A compensation-defect model for the joint probability density function of the scalar difference and the length scale of dissipation elements

Abstract

Dissipation element analysis is a new approach to study turbulent scalar fields. Gradient trajectories starting from each material point in a fluctuating scalar field φ' (x,t) in ascending and descending directions will inevitably reach a maximal and a minimal point. The ensemble of material points sharing the same pair ending points is named a dissipation element. Dissipation elements can be parametrized by the length scale l and the scalar difference Δφ', which are defined as the straight line connecting the two extremal points and the scalar difference at these points, respectively. The decomposition of a turbulent field into dissipation elements is space filling. This allows us to reconstruct certain statistical quantities of fine scale turbulence which cannot be obtained otherwise. The marginal probability density function (PDF) of the length scale distribution had been modeled in the previous work based on a Poisson random cutting-reconnection process and had been compared to data from direct numerical simulation (DNS).
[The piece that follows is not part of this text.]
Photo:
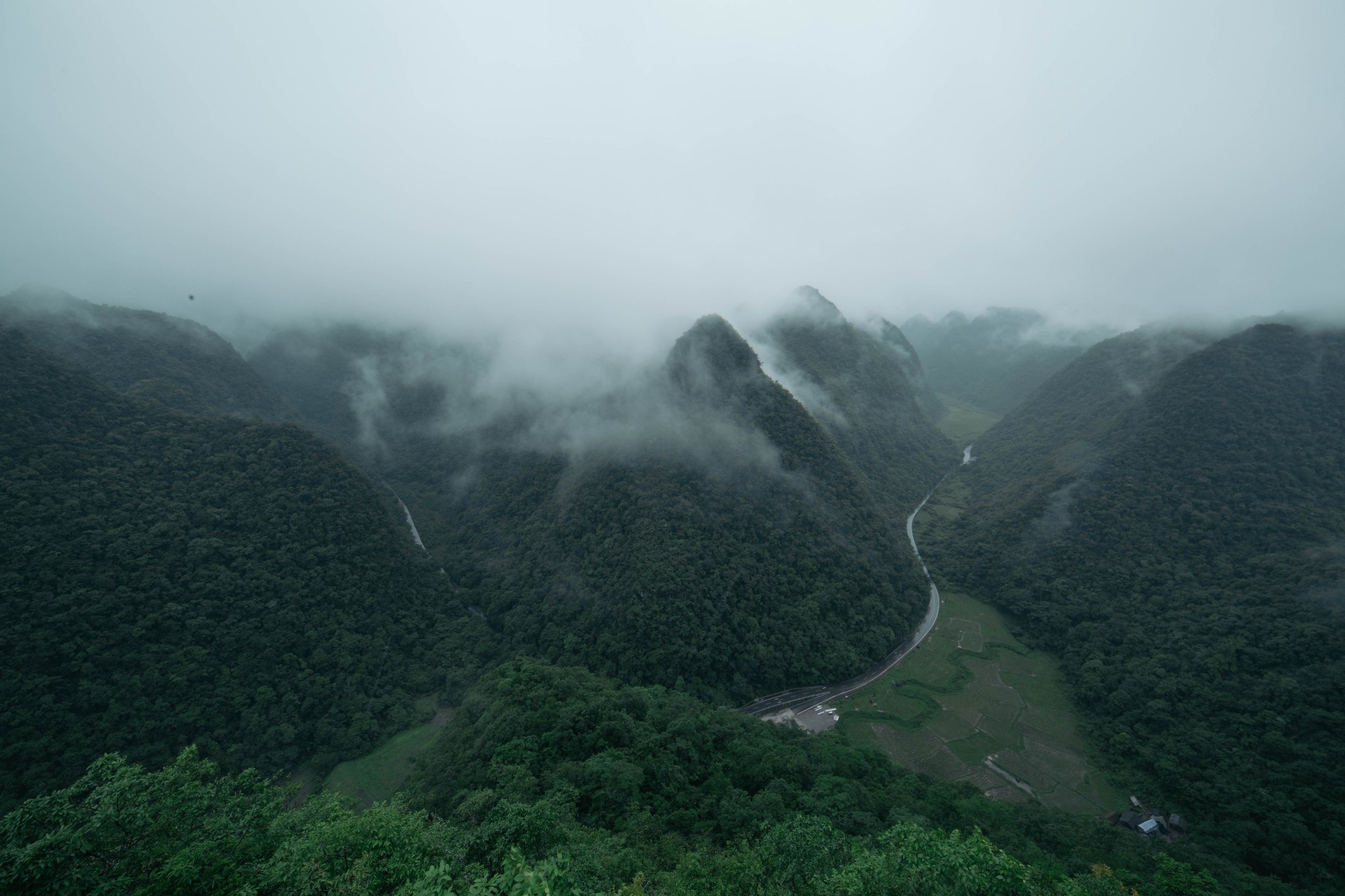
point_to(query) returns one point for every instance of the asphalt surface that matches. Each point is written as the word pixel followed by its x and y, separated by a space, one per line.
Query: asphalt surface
pixel 810 706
The joint PDF of l and Δφ' contains the important information that is needed for the modeling of scalar mixing in turbulence, such as the marginal PDF of the length of elements and conditional moments, as well as their scaling exponents. In order to be able to predict these quantities, there is a need to model the joint PDF. A compensation-defect model is put forward in this work and the agreement between the model prediction and DNS results is satisfactory. © 2008 American Institute of Physics.